I had a vision of how the writer’s workshop would look. Students would pour over each other’s drafts offering statements like, “Have you considered _______?” or “I appreciate the way you ________.” They would lean in intently, offer their own thoughts, and jot down a few ideas for next steps. After some back and forth, they would switch roles and engage in the same back and forth feedback process. The feedback would be practical and instant and it would lead to improved clarity in writing and perhaps even better word choice. They might argue over ideas and sharpen their logic and argumentation.
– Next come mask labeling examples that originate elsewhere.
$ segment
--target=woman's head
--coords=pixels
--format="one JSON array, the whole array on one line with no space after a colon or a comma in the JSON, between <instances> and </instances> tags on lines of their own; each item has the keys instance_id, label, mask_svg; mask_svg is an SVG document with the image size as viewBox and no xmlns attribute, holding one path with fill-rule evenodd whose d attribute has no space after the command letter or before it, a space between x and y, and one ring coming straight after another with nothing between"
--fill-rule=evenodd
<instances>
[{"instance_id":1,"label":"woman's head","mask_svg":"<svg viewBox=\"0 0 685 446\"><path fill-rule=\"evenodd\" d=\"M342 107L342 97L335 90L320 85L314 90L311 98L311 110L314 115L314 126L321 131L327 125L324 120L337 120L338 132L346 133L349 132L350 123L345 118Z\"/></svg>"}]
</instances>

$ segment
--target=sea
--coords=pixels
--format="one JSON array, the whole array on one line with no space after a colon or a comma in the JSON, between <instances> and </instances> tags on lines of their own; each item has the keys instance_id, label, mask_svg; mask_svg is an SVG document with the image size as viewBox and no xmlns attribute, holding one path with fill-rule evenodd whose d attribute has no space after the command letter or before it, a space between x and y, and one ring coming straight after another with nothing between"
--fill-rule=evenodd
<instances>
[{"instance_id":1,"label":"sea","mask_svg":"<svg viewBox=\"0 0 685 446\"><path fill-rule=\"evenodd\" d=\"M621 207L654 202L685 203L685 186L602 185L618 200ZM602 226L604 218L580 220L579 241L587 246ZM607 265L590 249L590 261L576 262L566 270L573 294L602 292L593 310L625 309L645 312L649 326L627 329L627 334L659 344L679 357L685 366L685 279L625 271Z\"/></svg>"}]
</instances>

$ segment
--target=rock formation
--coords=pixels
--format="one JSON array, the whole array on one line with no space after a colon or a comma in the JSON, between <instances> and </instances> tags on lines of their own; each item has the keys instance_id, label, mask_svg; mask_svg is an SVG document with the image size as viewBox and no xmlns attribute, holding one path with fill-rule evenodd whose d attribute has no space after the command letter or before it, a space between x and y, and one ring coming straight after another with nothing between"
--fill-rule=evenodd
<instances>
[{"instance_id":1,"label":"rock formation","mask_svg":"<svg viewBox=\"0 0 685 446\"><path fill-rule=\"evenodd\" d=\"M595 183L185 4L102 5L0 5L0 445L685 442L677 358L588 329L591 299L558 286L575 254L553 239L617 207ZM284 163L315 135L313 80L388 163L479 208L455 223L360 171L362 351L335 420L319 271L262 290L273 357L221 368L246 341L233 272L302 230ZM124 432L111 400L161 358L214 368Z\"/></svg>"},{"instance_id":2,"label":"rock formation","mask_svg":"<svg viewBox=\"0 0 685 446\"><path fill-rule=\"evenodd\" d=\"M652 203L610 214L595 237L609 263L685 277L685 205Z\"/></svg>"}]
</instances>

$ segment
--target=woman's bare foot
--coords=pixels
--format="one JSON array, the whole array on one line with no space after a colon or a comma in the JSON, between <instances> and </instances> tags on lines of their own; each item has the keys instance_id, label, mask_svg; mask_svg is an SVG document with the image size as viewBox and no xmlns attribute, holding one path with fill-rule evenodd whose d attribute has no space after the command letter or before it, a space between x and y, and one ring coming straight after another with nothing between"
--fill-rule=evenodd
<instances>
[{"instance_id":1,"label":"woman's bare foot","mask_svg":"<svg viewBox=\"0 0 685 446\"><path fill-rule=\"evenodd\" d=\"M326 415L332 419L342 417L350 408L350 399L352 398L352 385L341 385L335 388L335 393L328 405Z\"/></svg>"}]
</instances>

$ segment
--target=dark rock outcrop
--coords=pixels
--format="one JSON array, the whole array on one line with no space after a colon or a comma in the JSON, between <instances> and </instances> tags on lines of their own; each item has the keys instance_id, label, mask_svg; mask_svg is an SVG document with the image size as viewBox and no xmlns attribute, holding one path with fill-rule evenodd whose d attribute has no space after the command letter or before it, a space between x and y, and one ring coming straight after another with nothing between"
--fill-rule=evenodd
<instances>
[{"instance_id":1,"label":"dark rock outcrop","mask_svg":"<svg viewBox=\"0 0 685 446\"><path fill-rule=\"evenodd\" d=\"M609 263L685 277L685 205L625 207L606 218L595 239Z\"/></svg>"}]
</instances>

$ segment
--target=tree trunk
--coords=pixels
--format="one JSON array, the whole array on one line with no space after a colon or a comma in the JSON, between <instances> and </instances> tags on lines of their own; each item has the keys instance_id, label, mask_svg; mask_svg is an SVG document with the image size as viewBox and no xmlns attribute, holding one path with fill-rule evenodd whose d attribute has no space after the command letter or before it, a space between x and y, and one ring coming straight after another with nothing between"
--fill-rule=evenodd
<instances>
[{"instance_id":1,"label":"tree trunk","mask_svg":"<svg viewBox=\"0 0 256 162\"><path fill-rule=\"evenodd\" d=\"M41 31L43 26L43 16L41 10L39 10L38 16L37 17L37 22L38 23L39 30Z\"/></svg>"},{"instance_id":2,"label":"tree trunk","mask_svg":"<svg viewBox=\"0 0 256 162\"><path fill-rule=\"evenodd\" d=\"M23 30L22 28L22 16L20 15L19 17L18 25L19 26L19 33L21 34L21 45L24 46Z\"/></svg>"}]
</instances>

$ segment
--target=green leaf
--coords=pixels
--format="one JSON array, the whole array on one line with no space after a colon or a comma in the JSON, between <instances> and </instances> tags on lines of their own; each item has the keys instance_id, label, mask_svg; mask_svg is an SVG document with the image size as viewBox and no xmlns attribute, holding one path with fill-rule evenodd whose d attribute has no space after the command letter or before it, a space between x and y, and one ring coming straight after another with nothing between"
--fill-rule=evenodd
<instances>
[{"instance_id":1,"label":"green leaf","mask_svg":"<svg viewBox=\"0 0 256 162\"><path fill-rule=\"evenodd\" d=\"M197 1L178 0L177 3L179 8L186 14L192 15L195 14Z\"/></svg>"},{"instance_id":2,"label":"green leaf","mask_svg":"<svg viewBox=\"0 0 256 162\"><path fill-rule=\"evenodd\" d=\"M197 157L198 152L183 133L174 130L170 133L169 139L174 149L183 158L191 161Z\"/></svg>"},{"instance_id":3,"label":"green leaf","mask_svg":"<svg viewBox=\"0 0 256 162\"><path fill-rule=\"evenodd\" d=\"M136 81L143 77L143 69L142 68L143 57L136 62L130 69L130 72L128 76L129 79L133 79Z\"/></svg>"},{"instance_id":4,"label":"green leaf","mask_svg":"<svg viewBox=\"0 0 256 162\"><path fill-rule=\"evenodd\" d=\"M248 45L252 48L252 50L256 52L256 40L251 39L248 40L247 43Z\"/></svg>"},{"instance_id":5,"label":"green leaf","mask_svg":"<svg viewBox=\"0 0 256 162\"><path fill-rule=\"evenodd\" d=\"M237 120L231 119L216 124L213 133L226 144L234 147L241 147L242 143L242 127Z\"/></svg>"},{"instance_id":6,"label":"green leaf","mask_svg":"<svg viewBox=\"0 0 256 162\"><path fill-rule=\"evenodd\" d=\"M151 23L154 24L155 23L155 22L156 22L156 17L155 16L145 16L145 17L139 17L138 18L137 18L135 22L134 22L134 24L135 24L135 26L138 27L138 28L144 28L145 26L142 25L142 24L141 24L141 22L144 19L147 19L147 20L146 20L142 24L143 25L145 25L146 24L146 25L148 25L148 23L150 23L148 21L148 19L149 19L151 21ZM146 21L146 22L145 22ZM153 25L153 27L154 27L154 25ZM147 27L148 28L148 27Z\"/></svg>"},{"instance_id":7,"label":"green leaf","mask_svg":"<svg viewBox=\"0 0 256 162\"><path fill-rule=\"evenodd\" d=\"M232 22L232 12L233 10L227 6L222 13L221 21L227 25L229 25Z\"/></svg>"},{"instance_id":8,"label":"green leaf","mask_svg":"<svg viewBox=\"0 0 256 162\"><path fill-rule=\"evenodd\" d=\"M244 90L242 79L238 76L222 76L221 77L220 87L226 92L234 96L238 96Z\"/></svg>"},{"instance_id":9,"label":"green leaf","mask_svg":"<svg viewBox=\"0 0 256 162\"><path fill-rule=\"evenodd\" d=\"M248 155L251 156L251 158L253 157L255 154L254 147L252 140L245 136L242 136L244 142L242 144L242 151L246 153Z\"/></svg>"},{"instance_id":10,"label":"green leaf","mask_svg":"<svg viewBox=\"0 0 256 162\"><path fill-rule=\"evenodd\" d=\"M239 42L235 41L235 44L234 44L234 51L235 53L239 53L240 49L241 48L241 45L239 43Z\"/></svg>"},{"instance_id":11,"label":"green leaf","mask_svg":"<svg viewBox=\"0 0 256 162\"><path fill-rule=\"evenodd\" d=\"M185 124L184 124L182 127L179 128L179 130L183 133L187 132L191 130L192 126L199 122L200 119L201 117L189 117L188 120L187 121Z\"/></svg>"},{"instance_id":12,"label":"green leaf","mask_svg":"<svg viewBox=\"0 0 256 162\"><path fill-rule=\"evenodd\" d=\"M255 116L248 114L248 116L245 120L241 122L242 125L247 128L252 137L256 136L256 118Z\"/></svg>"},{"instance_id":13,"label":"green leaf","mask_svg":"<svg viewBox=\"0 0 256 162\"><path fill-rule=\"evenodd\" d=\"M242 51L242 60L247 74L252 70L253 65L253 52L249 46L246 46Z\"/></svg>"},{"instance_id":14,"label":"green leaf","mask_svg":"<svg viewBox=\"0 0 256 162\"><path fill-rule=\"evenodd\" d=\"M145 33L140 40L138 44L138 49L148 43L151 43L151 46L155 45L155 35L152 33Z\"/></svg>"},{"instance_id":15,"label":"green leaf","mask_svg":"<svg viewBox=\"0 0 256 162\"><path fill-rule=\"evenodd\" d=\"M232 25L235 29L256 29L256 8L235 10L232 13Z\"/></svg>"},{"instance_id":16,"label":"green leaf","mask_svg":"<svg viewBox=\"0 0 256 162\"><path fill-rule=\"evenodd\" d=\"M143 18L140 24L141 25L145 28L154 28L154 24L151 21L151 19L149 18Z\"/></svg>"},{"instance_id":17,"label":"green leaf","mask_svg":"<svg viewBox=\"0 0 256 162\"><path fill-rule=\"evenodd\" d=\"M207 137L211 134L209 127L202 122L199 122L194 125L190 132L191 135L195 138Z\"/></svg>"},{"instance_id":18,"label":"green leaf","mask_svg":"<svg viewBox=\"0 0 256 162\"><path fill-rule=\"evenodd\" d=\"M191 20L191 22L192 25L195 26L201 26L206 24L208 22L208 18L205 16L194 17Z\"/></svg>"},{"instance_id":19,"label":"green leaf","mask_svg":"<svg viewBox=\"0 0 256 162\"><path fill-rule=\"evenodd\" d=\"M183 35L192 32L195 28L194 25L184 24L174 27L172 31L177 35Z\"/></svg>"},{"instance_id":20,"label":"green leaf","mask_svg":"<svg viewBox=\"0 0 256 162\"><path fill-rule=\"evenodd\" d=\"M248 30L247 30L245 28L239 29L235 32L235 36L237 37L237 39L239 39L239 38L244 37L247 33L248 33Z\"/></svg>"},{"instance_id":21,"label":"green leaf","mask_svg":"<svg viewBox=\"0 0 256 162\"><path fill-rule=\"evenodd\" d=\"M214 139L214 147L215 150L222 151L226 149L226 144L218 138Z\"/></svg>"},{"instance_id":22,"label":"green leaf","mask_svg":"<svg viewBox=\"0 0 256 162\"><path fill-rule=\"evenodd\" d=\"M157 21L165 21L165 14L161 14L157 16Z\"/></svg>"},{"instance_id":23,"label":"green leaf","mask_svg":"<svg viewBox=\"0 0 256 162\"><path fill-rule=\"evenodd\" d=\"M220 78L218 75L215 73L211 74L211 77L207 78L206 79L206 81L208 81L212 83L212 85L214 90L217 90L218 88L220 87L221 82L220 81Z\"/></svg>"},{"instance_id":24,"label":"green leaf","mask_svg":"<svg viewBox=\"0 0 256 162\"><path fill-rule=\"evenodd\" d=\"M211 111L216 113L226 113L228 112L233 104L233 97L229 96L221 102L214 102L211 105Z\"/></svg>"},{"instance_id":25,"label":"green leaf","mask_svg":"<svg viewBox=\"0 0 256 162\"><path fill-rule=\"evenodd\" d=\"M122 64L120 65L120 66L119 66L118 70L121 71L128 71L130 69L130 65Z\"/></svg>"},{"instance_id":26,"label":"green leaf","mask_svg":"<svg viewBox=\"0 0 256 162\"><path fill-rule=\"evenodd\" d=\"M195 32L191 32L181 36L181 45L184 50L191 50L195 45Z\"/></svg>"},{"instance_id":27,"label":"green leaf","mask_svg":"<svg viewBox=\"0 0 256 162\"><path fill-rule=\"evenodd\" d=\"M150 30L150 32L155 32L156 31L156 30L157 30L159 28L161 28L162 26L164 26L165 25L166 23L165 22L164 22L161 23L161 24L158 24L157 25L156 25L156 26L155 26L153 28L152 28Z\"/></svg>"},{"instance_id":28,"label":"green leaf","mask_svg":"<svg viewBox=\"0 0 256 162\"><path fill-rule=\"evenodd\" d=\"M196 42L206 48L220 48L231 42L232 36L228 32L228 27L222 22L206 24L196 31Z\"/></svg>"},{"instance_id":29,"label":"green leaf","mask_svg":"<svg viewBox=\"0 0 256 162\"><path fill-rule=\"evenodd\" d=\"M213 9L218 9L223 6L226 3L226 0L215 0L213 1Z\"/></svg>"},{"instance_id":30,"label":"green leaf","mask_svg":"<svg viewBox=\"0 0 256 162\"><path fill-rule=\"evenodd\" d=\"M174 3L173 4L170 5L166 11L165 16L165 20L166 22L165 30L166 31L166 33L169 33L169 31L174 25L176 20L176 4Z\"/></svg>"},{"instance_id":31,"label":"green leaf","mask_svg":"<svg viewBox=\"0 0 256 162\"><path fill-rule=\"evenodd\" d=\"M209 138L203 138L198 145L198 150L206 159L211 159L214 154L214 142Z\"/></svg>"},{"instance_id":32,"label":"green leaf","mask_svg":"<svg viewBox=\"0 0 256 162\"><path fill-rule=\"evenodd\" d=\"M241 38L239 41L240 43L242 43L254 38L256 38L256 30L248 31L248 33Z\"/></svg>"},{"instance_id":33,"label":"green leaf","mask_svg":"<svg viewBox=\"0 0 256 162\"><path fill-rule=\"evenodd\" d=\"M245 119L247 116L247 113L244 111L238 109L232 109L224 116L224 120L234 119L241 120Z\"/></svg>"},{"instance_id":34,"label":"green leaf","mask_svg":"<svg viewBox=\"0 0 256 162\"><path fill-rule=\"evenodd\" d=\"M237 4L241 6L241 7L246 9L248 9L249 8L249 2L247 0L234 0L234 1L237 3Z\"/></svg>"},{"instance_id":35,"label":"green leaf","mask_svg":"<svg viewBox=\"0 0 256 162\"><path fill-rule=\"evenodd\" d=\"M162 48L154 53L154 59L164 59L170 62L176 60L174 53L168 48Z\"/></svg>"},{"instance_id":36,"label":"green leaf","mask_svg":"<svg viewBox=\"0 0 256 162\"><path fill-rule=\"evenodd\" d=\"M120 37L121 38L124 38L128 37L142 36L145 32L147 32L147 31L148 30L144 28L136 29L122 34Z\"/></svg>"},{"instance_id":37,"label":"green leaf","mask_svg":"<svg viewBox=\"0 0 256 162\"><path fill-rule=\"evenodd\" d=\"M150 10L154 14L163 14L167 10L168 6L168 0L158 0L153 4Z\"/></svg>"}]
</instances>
The workshop would buzz with excitement, followed by small lulls as students revised their drafts.

I began the class period with a warm-up where students wrote about the value of peer feedback and after a short discussion, I said, “You’ll need to find a partner who will read your work and then give you feedback. Take as long as you need. Then you can switch and both of you will find a new partner.” I explained that this was how writer’s helped one another improve. This was a process professional writers used on a regular basis. They were now part of that larger collective of writers who would help one another improve in their craft.

Ten minutes later, I watched as students wandered around the room. A few students pulled out their phones (and this was pre-smartphone) and texted friends. They talked about football and fashion and tv shows and video games and everything but writing. A few students shot paper football at the ceiling. Gradually, the class moved from a hum to an ear-splitting roar. I quieted them down, instituted a “no moving” rule and added a timer for accountability. Still, it was a waste of a class period.

In second period, the students took the peer feedback process more seriously. I reminded them of the expectations to stay focused on the text and to share feedback. However, the feedback was too nice. It was a lot of, “This is great. It’s really good. Have I told you how good it is? Great job.” It was cotton candy feedback – vague, amorphous, and overly sweet but ultimately lacking any substance. In third period, students were not giving cotton candy feedback. It was more like giant shards of glass. A few students made comments like, “This sucks. None of your sentences even have periods.” Two students refused to talk to each other. Three students were in tears. By lunch time I scrapped the writer’s workshop entirely and had students use a checklist for self-assessment instead.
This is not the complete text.